Unfortunately for England, they could. And when the rigours of South Africa’s scrum training are witnessed, the hegemony is understandable. “I don’t believe in scrum machines,” Human tells the filmmakers. “Live scrums only. I’ve never seen a machine in a match. [Scrummaging against us] is not a place you want to be, especially with the characters that we have.”
Human challenges his forwards “to go to the harbour” while scrummaging, urging them to be as low as possible and to hold at that level. “We’re going to be… as low as possible and then stay in there,” he says. “But we’re going to lie like a ship in the harbour.”
That ship proved to be anchored too sturdily for England as South Africa earned themselves a shot at history, becoming only the second side to win consecutive World Cups.

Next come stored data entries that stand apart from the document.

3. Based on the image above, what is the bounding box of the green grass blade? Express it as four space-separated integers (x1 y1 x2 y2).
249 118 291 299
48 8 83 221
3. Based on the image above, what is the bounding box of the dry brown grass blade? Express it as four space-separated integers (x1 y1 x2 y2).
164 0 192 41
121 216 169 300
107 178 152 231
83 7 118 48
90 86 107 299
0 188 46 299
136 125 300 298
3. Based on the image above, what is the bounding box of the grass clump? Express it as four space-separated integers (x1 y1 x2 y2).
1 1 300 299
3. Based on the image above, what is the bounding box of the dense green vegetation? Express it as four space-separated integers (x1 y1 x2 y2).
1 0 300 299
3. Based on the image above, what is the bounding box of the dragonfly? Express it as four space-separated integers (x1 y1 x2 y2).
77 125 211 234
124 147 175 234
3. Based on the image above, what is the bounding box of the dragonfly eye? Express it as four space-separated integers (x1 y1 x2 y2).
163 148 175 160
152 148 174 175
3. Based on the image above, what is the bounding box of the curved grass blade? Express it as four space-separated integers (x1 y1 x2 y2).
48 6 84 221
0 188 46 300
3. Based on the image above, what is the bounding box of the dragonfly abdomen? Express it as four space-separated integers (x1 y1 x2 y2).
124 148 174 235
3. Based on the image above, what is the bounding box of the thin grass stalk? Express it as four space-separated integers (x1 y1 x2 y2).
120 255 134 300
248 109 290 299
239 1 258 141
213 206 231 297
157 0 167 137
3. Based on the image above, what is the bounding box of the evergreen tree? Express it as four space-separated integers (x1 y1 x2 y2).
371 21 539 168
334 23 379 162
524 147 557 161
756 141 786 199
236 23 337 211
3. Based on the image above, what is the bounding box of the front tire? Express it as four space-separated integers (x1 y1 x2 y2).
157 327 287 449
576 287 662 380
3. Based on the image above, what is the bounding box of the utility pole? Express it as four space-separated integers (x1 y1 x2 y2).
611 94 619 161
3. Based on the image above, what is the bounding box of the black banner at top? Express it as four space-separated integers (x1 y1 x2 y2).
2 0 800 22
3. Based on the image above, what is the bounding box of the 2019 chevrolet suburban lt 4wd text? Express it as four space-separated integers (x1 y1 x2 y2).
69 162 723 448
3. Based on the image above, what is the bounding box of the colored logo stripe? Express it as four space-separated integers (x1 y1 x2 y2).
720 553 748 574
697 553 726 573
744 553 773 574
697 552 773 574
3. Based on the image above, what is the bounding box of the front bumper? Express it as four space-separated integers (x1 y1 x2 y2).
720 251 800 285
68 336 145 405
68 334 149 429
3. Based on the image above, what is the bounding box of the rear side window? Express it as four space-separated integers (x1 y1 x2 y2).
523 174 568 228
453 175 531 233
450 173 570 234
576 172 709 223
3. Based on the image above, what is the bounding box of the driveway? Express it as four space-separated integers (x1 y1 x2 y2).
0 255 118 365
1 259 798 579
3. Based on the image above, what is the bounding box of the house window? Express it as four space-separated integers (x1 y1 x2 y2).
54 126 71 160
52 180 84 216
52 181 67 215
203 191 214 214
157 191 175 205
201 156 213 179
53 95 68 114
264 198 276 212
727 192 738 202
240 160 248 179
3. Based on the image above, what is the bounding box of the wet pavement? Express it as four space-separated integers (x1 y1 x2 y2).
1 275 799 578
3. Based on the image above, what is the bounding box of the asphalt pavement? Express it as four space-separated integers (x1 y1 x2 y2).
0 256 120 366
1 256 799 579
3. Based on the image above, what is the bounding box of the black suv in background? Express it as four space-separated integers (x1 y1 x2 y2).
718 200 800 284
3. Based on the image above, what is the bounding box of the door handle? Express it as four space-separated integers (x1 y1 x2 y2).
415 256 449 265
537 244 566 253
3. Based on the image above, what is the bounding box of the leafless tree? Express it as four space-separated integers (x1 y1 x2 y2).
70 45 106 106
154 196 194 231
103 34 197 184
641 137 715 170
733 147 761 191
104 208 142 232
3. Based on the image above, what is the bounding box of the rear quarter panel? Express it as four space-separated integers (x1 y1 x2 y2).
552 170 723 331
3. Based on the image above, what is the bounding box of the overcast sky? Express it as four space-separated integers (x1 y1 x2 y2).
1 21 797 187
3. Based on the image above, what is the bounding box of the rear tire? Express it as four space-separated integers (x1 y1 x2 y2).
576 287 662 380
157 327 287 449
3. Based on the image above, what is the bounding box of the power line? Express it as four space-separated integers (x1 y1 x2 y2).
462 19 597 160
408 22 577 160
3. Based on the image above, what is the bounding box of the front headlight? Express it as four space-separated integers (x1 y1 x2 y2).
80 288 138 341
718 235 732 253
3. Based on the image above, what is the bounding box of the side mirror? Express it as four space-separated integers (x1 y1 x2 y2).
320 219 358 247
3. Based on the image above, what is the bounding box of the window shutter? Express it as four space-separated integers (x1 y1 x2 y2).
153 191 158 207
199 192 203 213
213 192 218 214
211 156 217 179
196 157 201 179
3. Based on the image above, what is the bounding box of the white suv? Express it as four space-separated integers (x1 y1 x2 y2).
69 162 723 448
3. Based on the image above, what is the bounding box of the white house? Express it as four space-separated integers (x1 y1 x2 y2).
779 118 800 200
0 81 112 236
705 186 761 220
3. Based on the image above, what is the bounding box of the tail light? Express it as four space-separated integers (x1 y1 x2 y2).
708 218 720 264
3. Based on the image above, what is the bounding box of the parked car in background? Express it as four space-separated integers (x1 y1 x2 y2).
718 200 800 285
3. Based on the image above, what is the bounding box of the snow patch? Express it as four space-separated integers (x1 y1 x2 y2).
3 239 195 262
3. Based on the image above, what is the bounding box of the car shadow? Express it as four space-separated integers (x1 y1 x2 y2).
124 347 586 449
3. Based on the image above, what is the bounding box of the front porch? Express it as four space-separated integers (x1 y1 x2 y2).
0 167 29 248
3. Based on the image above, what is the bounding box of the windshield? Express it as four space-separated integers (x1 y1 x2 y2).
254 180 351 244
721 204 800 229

For Mbonambi, who had mocked England’s “plastic energy” when celebrating small moments, the emotion of victory was too much; the hooker wept alone in the changing room, consoled only by Erasmus and Nienaber. If Mbonambi had known that in the coming days and weeks he would become the centre of a racism storm, the tears might have flowed in even greater volume.
But, a week later, they would be flowing again, as Kolisi lifted the Webb Ellis Cup at Stade de France. Thanks to Erasmus, South Africa showed the world just how tough they were.